Compare the conclusions reached by two subjective tests.
This function implements the techniques described in the following report:
Margaret H. Pinson, "Confidence Intervals for Subjective Tests and Objective Metrics That Assess Image, Video, Speech, or Audiovisual Quality," NTIA Technical Report TR-21-550, October 2020. https://www.its.bldrdoc.gov/publications/details.aspx?pub=3253
The function requires raw subjective scores from each test, where the same pool of subjects rated all sequences. If the test contains multiple subject pools, then analyze_lab2lab must be called separately for each subject pool. Based on prior subjective testing, well-designed and carefully conducted subjective tests should have a disagree rate < 1%. If disagree rate > 1%, there are probably genuine differences between the labs that impact the rank ordering of stimuli (e.g., how subjects were trained, rating method, monitor used).
% ANALYZE_LAB2LAB
% Analyze the conclusions reached by two subjective test labs.
% SYNTAX
% [agree_ranking, agree_tie, unconfirmed, disagree] = ...
% analyze_lab2lab( lab1, lab2)
% SEMANTICS
% Analyze the conclusions reached by two subjective test labs (lab1 and
% lab2). Comparisons are made using the Student's t-test.
%
% Input:
% lab1 and lab2 contain the same list of media (one per row) and subjects
% (one per column). An occasional missing score is okay, replaced with NaN.
% However, an identical set of subjects must rate all stimuli.
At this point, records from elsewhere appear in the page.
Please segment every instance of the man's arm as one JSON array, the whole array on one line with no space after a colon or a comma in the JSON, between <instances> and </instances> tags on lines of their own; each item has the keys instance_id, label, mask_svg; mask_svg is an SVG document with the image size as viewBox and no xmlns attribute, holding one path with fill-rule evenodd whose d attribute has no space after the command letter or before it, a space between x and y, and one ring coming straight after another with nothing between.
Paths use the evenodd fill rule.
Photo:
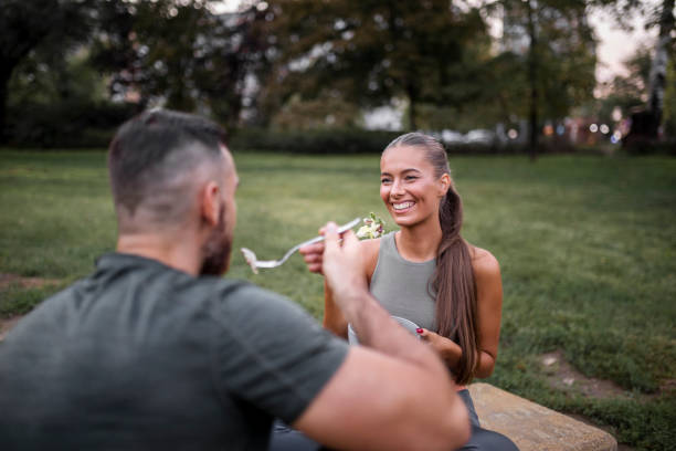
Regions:
<instances>
[{"instance_id":1,"label":"man's arm","mask_svg":"<svg viewBox=\"0 0 676 451\"><path fill-rule=\"evenodd\" d=\"M324 273L363 346L350 348L294 427L339 449L461 447L467 412L446 368L368 293L357 239L348 232L340 244L335 230L327 227Z\"/></svg>"}]
</instances>

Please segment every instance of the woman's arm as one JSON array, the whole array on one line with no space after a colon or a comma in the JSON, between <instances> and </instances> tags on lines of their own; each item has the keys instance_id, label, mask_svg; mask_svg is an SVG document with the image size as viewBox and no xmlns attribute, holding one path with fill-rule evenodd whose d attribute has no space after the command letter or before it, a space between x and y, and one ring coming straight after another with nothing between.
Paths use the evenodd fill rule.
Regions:
<instances>
[{"instance_id":1,"label":"woman's arm","mask_svg":"<svg viewBox=\"0 0 676 451\"><path fill-rule=\"evenodd\" d=\"M475 248L475 252L472 269L477 292L478 338L480 344L475 376L485 378L493 374L497 358L503 312L503 281L500 266L496 258L483 249ZM456 367L463 349L455 342L427 329L422 329L420 335L436 349L452 370Z\"/></svg>"}]
</instances>

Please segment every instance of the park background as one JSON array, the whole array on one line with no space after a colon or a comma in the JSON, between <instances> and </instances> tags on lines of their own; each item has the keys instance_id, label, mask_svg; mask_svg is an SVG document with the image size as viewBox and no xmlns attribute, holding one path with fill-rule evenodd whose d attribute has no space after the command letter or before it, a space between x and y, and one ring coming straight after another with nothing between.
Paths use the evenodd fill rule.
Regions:
<instances>
[{"instance_id":1,"label":"park background","mask_svg":"<svg viewBox=\"0 0 676 451\"><path fill-rule=\"evenodd\" d=\"M500 262L488 382L605 428L624 449L676 449L673 9L3 0L0 324L114 249L105 147L140 111L226 127L242 180L234 249L263 259L327 220L387 221L379 153L420 129L448 149L464 237ZM603 76L599 17L645 31ZM229 276L321 317L321 279L298 256L253 275L235 251Z\"/></svg>"}]
</instances>

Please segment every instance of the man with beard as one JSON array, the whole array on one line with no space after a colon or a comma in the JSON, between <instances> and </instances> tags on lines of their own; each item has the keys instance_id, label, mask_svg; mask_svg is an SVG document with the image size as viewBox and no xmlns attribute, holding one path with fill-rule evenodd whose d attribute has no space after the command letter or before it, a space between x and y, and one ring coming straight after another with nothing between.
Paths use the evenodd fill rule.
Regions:
<instances>
[{"instance_id":1,"label":"man with beard","mask_svg":"<svg viewBox=\"0 0 676 451\"><path fill-rule=\"evenodd\" d=\"M0 344L3 450L264 450L273 418L339 449L453 449L445 367L368 294L327 224L324 271L365 346L228 270L239 182L223 132L151 111L108 153L116 252Z\"/></svg>"}]
</instances>

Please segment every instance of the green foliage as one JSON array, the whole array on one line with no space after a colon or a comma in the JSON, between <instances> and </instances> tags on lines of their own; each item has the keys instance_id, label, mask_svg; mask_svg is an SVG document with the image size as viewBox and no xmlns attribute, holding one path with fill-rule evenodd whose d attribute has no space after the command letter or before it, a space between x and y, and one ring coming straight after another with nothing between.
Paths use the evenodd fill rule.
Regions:
<instances>
[{"instance_id":1,"label":"green foliage","mask_svg":"<svg viewBox=\"0 0 676 451\"><path fill-rule=\"evenodd\" d=\"M86 51L45 61L43 51L34 52L14 71L7 140L20 147L106 147L137 107L107 99Z\"/></svg>"},{"instance_id":2,"label":"green foliage","mask_svg":"<svg viewBox=\"0 0 676 451\"><path fill-rule=\"evenodd\" d=\"M265 66L263 13L211 12L212 0L110 1L102 6L93 43L95 65L112 74L117 95L141 105L208 111L232 126L242 109L245 76Z\"/></svg>"},{"instance_id":3,"label":"green foliage","mask_svg":"<svg viewBox=\"0 0 676 451\"><path fill-rule=\"evenodd\" d=\"M276 71L263 93L272 109L295 94L339 96L359 106L399 96L408 99L415 128L418 104L448 102L451 83L471 76L462 63L488 49L478 11L443 0L267 3L267 33L278 43Z\"/></svg>"},{"instance_id":4,"label":"green foliage","mask_svg":"<svg viewBox=\"0 0 676 451\"><path fill-rule=\"evenodd\" d=\"M246 151L285 154L380 154L399 132L370 132L357 128L275 130L243 128L230 139L230 147Z\"/></svg>"}]
</instances>

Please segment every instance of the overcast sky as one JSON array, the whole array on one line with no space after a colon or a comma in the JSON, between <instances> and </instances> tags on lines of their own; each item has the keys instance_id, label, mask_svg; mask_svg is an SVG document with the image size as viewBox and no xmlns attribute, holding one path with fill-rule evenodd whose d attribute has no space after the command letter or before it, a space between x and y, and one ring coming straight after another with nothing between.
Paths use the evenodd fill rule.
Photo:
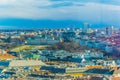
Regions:
<instances>
[{"instance_id":1,"label":"overcast sky","mask_svg":"<svg viewBox=\"0 0 120 80\"><path fill-rule=\"evenodd\" d=\"M0 0L0 21L5 19L120 25L120 0Z\"/></svg>"}]
</instances>

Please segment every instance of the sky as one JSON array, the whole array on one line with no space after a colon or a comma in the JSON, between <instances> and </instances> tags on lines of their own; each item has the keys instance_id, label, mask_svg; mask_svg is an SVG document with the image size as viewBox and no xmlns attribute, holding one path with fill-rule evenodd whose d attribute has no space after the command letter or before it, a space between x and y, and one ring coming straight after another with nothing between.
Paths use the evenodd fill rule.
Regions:
<instances>
[{"instance_id":1,"label":"sky","mask_svg":"<svg viewBox=\"0 0 120 80\"><path fill-rule=\"evenodd\" d=\"M0 29L120 27L120 0L0 0Z\"/></svg>"}]
</instances>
Deviations
% from this restriction will yield invalid (random) results.
%
% Output: given stimulus pairs (A, B)
% agree_ranking = likelihood that both labs conclude that A has
% significantly better quality than B (or vice versa).
% agree_tie = likelihood that both labs conclude A and B have
% statistically equivalent quality
% unconfirmed = likelihood that one lab concludes the stimuli are
% statistically equivalent, but the other lab concludes that
% A has significantly better quality than B
% disagree = likelihood that lab1 concludes that A is significantly
% better than B, but lab2 concludes that A is significantly worse
% than B (or vice versa)